390236Totalement déjanté ! On pourrait résumer « Tusk »de Kevin Smith en cette simple phrase. Mais ce serait alors ignorer l’ensemble des éléments qui font de cette petite production un véritable chef-d’œuvre.
Tourné avec un petit budget d’à peine 3 millions de dollars, « Tusk » se veut néanmoins audacieux et exigent. Il nous entraîne tour à tour dans un huis clos pesant, dans les « flash-back » du podcaster et dans l’acharnement que mettent ses amis pour le retrouver. Des changements de rythmes qui ne pénalisent pas le film, c’est tout le contraire puisqu’il s’en retrouve renforcé en ne tombant pas dans d’interminables temps morts.
La technique n’est pas nouvelle, mais peu habituelle chez Kevin Smith plutôt cartésien dans sa façon de tourner. Clerks, Dogma, Zack et Miri,… en sont de parfaits exemples.
La rencontre entre Wallace et Howard donne le ton du film. Le réalisateur et scénariste construit intelligemment son récit en laissant prendre la sauce de la comédie horrifique. On croit d’abord entendre les racontars d’un vieil aventurier à la façon « Jorn Riel », pour ensuite découvrir quel psychopathe obsessionnel se cache en lui.

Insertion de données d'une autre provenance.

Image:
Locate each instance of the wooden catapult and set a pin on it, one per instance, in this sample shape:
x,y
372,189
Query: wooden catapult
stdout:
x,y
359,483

En jouant avec les contrastes de l’ombre et de la lumière, Kevin Smith entoure son petit monde d’un esthétisme prodigieusement efficace. Les effets spéciaux, le maquillage, les décors,… servent admirablement le film dans son ensemble.
Un film qui ne serait rien sans la présence de Michael Parks et Justin Long qui se donnent la réplique avec brio. Le premier, dans le rôle du vieux fou est incroyablement bluffant grâce à une prestation maîtrisée. Le second joue le parfait geek, un brin suffisant et un peu iconoclaste. Et puis, Johnny Depp, dans le rôle de « Guy Lapointe »… Formidable ! Il apporte un surréalisme qui fait du bien, prouvant ainsi qu’une production indépendante peut se permettre des libertés qu’elle ne pourrait avoir chez les « majors ».

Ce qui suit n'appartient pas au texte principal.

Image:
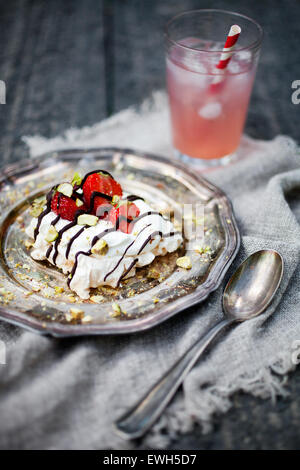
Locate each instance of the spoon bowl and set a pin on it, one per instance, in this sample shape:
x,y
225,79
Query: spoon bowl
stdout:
x,y
252,287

Enfin, le moment tant attendu arrive ! Le sombre dessein de Howard Howe se réalise, et l’on prend conscience d’être en face d’une œuvre parfaitement réussie, assurément inscrite dans une démarche artistique qui ne nous laissera pas indifférent.

Je recommande « Tusk » à tous ceux qui ont envie de vivre une expérience cinématographique différente, et il n’est nul besoin, au préalable, d’aimer les morses.